The government has announced a rise in National Insurance contributions (NICs) for the self-employed.
This is despite the Conservatives manifesto pledge for the 2015 general election not to raise income tax or NICs for five years.
Here is a look at the plans and some of the arguments levied for and against them.
- What is happening?
From April 2018, the main rate of Class 4 National Insurance Contributions apply to the self-employed will increase from 9% to 10% and to 11% in April 2019.
Class 2 NICs - a flat-rate charge on the self-employed - will also be abolished from April 2018.
The tax-free dividend allowance will be reduced from £5,000 to £2,000 from April 2018.
- Why is it happening?
The Government says the abolition of Class 2 NICs announced in 2016 and due to take effect in 2018 would increase the differential between the NI rate paid by employees and those paid by the self-employed.
It argues that raising the Class 4 rate of NICs reflects more equal pension entitlements, with the introduction of a new flat-rate state pension last year.
Speaking to ITV News, Chancellor Philip Hammond defended the plans arguing that it makes the system more "fair".

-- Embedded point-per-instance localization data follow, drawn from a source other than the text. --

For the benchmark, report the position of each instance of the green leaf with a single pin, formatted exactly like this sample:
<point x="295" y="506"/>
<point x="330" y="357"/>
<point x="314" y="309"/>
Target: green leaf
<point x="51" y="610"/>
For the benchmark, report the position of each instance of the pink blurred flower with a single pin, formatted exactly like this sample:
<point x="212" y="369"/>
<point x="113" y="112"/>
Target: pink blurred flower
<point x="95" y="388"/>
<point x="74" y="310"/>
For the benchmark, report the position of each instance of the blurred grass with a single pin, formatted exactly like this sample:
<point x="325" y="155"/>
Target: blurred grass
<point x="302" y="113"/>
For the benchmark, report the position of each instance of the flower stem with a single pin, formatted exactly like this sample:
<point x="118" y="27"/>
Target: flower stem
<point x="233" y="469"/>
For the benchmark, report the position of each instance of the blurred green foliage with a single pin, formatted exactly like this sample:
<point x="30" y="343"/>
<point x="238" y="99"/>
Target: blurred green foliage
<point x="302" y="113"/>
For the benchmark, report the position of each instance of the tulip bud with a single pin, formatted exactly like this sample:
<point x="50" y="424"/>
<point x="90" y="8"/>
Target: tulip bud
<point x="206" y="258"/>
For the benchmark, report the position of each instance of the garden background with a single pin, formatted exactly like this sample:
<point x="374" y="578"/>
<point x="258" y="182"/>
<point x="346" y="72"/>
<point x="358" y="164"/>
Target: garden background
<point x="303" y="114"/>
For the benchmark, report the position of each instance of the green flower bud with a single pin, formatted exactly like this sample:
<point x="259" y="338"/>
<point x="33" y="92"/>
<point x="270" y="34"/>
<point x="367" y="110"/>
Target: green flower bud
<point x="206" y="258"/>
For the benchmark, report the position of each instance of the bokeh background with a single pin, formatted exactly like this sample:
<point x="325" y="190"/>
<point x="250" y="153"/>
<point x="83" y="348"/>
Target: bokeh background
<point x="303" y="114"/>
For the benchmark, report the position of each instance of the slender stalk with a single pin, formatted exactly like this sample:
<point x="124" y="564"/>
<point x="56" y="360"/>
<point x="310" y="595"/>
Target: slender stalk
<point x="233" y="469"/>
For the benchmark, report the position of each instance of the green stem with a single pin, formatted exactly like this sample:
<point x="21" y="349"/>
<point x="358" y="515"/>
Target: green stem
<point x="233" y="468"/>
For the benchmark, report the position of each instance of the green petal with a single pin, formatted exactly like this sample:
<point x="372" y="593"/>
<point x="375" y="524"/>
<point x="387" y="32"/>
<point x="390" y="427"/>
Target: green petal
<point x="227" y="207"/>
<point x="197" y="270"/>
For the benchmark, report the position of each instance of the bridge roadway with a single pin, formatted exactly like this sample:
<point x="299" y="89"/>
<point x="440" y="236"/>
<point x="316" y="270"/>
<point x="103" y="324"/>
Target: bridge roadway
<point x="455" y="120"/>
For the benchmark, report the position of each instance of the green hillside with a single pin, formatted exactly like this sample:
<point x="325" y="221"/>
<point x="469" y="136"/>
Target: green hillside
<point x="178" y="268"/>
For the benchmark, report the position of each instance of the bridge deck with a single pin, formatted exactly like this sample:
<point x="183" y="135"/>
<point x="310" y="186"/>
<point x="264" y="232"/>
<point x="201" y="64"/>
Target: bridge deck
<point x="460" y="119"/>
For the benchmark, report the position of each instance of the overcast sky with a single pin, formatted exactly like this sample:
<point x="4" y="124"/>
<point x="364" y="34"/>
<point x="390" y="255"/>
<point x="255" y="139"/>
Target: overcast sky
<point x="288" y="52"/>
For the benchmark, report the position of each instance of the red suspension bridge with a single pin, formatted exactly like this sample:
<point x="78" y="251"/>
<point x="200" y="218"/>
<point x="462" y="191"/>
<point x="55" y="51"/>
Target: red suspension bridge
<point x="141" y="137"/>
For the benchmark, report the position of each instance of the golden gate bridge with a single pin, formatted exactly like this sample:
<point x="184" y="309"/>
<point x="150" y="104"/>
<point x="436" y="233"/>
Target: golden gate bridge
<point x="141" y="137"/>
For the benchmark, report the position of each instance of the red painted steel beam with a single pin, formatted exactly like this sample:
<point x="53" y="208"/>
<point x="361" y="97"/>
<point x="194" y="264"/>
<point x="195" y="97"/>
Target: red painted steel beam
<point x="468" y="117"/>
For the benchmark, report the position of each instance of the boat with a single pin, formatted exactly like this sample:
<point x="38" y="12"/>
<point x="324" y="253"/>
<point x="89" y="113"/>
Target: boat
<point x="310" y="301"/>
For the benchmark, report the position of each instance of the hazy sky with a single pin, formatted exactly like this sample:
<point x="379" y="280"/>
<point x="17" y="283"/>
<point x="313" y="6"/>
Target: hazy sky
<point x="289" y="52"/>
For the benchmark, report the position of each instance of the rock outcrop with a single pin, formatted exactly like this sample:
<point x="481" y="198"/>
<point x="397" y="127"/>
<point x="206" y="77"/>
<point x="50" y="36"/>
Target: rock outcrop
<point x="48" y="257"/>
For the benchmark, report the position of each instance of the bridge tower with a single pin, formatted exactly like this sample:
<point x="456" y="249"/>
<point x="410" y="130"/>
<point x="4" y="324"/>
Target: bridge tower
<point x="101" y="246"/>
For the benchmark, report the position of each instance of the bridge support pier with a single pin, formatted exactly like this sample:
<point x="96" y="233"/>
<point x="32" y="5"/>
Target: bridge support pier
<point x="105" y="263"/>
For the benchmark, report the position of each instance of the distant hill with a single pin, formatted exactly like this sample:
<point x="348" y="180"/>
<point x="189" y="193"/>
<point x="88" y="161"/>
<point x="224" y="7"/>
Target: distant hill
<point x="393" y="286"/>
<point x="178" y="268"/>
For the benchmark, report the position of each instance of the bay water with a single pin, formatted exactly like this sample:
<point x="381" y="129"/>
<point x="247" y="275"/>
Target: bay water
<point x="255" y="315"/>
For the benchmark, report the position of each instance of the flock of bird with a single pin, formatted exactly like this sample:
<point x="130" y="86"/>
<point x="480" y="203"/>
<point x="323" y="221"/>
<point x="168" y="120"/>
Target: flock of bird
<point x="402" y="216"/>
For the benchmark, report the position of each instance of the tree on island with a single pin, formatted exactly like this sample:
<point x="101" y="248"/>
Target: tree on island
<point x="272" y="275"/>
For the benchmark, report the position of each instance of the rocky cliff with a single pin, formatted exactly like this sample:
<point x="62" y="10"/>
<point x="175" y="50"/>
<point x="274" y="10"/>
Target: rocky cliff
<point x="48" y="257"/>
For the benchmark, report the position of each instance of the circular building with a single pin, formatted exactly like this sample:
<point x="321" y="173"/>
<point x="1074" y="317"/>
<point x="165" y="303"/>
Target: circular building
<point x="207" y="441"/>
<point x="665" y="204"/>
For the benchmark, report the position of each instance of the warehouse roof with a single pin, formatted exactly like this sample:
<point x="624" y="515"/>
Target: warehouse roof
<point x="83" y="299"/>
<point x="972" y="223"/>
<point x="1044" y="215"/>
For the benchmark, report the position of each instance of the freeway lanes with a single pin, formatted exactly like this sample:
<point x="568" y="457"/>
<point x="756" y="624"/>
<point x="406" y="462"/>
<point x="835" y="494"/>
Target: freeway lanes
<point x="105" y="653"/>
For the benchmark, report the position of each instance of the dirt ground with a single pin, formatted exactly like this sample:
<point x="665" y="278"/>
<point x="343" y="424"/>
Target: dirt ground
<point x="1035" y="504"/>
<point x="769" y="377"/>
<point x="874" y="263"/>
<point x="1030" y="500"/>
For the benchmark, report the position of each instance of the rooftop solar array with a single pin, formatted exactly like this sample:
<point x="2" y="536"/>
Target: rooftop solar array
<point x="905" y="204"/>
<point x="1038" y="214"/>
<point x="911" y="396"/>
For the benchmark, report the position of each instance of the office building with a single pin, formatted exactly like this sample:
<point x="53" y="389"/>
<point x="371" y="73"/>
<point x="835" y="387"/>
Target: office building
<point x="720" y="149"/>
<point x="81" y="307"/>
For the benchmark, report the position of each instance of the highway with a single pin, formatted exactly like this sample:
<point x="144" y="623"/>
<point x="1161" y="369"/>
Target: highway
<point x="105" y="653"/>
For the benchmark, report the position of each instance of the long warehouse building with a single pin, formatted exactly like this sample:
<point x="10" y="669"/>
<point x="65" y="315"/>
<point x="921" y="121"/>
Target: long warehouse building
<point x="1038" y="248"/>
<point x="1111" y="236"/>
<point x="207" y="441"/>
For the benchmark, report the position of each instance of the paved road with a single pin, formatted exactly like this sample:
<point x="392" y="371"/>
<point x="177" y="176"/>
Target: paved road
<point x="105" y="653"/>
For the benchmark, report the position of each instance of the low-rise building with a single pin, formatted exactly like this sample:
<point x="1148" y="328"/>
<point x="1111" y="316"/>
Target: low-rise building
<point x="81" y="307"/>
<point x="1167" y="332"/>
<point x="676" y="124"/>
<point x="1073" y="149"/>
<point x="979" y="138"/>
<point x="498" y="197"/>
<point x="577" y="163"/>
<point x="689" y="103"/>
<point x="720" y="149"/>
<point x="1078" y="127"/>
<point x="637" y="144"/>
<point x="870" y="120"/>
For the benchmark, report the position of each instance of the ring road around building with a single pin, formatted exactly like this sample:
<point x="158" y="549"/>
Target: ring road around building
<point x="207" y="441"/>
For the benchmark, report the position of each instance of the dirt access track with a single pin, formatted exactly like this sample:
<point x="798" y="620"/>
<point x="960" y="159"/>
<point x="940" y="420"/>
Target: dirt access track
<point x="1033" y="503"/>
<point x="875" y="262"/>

"We have to have a tax system that is fair, and it's right that we ask people to contribute appropriately for the benefits that they're receiving from the state - access to the National Health Service, access to state pensions - available now on the same basis as the employed."

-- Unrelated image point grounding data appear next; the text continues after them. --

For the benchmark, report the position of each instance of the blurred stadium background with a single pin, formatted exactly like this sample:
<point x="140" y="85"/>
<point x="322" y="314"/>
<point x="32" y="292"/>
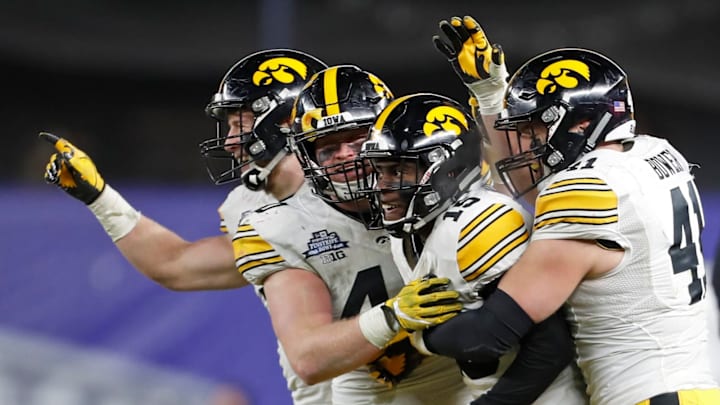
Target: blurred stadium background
<point x="128" y="82"/>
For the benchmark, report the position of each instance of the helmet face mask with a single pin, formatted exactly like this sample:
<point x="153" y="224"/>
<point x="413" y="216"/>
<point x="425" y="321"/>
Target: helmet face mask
<point x="265" y="85"/>
<point x="425" y="150"/>
<point x="335" y="111"/>
<point x="578" y="98"/>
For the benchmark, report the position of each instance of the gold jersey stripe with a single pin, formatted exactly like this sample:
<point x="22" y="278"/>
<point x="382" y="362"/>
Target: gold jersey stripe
<point x="250" y="245"/>
<point x="479" y="219"/>
<point x="330" y="88"/>
<point x="260" y="262"/>
<point x="577" y="220"/>
<point x="245" y="228"/>
<point x="576" y="200"/>
<point x="509" y="247"/>
<point x="251" y="250"/>
<point x="505" y="232"/>
<point x="583" y="180"/>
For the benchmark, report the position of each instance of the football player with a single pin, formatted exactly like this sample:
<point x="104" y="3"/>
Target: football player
<point x="616" y="237"/>
<point x="335" y="296"/>
<point x="431" y="198"/>
<point x="255" y="97"/>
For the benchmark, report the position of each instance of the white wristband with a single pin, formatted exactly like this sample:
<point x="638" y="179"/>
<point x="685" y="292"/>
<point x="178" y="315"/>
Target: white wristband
<point x="375" y="328"/>
<point x="115" y="214"/>
<point x="489" y="94"/>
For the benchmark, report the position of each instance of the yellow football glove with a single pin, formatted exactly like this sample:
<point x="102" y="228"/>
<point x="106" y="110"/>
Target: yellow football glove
<point x="72" y="170"/>
<point x="480" y="65"/>
<point x="423" y="303"/>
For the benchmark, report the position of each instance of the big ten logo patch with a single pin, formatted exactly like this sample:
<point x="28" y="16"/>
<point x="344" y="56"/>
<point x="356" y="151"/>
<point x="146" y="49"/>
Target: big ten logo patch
<point x="327" y="245"/>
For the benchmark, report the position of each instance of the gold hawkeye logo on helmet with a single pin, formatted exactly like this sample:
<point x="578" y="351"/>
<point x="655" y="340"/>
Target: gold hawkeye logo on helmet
<point x="446" y="119"/>
<point x="564" y="73"/>
<point x="283" y="69"/>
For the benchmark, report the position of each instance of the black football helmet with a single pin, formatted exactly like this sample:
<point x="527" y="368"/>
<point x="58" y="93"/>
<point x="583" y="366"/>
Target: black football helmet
<point x="442" y="139"/>
<point x="338" y="99"/>
<point x="558" y="90"/>
<point x="265" y="83"/>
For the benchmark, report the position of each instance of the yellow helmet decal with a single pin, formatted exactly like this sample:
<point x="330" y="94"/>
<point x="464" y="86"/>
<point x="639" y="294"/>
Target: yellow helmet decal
<point x="445" y="118"/>
<point x="380" y="86"/>
<point x="283" y="69"/>
<point x="562" y="73"/>
<point x="310" y="118"/>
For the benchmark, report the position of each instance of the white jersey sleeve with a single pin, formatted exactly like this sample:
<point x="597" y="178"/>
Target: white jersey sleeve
<point x="239" y="202"/>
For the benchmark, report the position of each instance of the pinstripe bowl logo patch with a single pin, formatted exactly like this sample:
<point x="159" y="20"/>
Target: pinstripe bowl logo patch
<point x="322" y="242"/>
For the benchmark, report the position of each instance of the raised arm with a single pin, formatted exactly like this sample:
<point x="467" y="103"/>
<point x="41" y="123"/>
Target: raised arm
<point x="154" y="250"/>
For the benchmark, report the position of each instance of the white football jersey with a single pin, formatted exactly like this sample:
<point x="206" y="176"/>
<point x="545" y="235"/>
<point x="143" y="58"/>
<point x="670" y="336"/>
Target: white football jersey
<point x="238" y="203"/>
<point x="357" y="266"/>
<point x="473" y="243"/>
<point x="640" y="329"/>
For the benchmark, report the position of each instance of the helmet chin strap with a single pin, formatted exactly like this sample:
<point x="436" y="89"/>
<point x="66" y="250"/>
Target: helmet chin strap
<point x="255" y="177"/>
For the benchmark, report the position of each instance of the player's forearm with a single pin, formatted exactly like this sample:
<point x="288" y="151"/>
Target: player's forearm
<point x="330" y="350"/>
<point x="163" y="256"/>
<point x="483" y="334"/>
<point x="544" y="353"/>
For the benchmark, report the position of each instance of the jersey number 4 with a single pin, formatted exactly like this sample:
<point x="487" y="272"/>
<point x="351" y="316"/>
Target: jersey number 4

"And they have to be prepared to pay a little more," he added.
- How much will it raise?
The Government also said the increase will raise £145m for public services by 2012-22.
- What are some of the arguments against the plans?
The Government insists that overall the average loss to the self-employed will amount to only 60p a week and those earning less than £16,250 will still see a reduction in their bills.
But some critics have condemned the move and called for a "re-think".
It has been argued that self-employed people are not on an equal footing with employees. For example, employees get the benefit of an employer paying into their workplace pension, through automatic enrolment.
There are also disparities with parental benefits between employees and the self-employed.
The Federation of Small Businesses have said it amounts to a "£1 billion tax hike on those who set themselves up in business".
"Future growth of the UK’s 4.8 million-strong self-employed population is now at risk," chairman Mike Cherry said.
- Arguments in support of the move
The Institute for Fiscal Studies have said the NI changes could help fix a "complex" and "unfair" tax system.
IFS director Paul Johnson said any self-employed worker earning under £15,570 a year would be left better off by the changes, while the maximum loss of £589 a year would only affect those with profits of more than £45,000.
David Robbins, a senior consultant at risk management firm Willis Towers Watson, said: "Previously, self-employed people paid a lower rate of NICs than employees but only accrued rights to the basic state pension and not the additional state pension.
"From April 2016, they have continued to pay less NICs while building up exactly the same pension entitlements. There were always warnings that this would not be sustainable."